This will run each of those commands sequentially and show us how long it took to complete. We’d be able to see that 1aaaaaaaaaaaaaaaaaaaaaaaaaaaaaaa took a bit longer to return than all the others and thats how we know the first character was a 1.

Next we try the next sequence 10aaaaaaaa…aa to 1zaaaaaaa…aa and pick the longest of those. As we get more and more correct characters it’ll take significantly longer per attempt. So if you have the screen real-estate like I do just run it somewhere in view while you do other things and interupt the commands (CTRL+C) when you see you notice you got a hit. Interupting when you get a hit will make it a lot faster than trying all variations and checking which character took the longest after doing it all (also, I noticed pretty quickly that the password was more like 0-9,a-f, not a-z, so even worse case became less horrible).

I don’t know how long it took to perform the attack, but the attempts to find the first character of the password only took 0.7 seconds, the last character took 21.4 seconds per attempt.

In the end I was greeted with the following:

weekend@haxtop:~$ time ( echo "10e004c2e186b4d280fad7f36e779ed4" | nc 35.207.132.47 1337)
Please enter the very secret password:
35C3_timing_attacks_are_fun!_:)

Conclusion

Use proper hashes

Pretty similar to the previous writeup, don’t write your own weird hashing implementations if you don’t know what you’re doing.

If they just hashed the password once using sha256 it would have taken a very long time to crack that password.
In fact lets look at how long exactly.

If we assume the characters were lowercase alphanumerical, we’d have 36 possible characters (0-9,a-z).

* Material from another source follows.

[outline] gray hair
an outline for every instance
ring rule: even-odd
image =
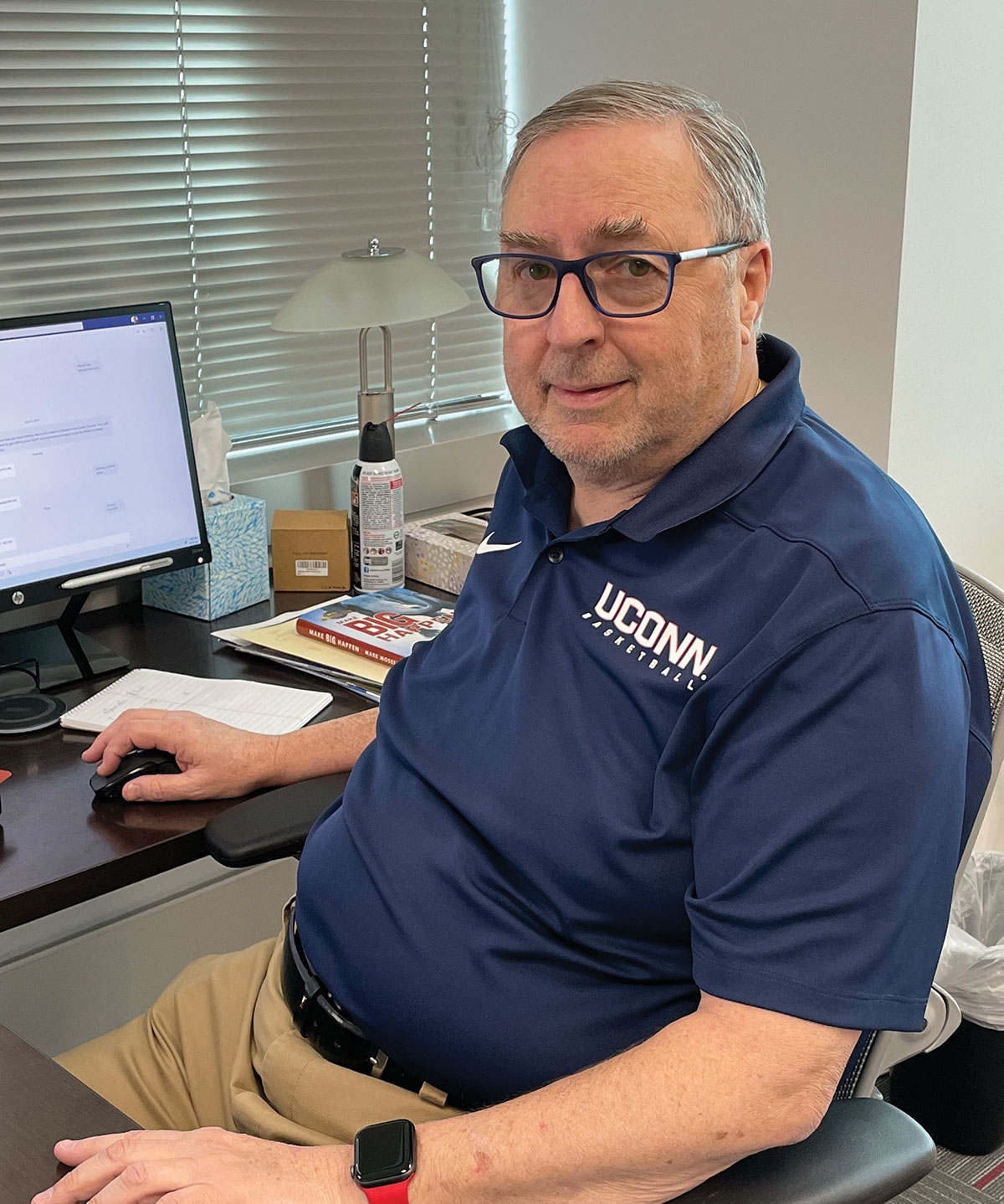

There are 32 characters. That would result in $36^{32}$ possible combinations. Let’s assume we got a nice computer capable of doing 1000000 hashes per second:
$36^{32} = 6.334028666\times10^{49} \text{ combinations} \\ 36^{32} \text{ combinations} \quad/\quad 1000000 \text{ hashes/sec } = 6.334028666\times10^{43} \text{ seconds} \\ 6.334028666\times10^{43} \text{ seconds} \quad/\quad 60 \text{ seconds} = 1.055671444\times10^{42} \text{ minutes} \\ 1.055671444\times10^{42} \text{ minutes} \quad/\quad 60 \text{ minutes} = 1.759452407\times10^{40} \text{ hours} \\ 1.759452407\times10^{40} \text{ hours} \quad/\quad 24 \text{ hours} = 7.331051694\times10^{38} \text{ days} \\ 7.331051694\times10^{38} \text{ days} \quad/\quad 360 \text{ days} = 2.036403248\times10^{36} \text{ years} \\$
Even if you have a computer 10, 100 or 1000 times faster than the example 1 million hashes per second it’d still take way too long. Compared to the $36\times32=1152$ attempts max it’d take to crack these hashes.

Timing attacks aren’t hard to prevent once you know how they work. So just remember this challenge and don’t make these kinds of silly mistakes.

Rust seems okay

The final conclusion is that rust seems nice but I still have an irrational dislike towards package managers for languages. The Cargo.lock file was almost 3 times as long as our 45 lines of actual code because it has a single dependency (which had several dependencies of its own, and they had some, etc etc). Also how does version 0.3.22 of the rand package depend on version 0.4.3 of that same package?

No point to keep complaining about this way of coding though, all languages seem to be going this way despite all the problems it repeatedly causes.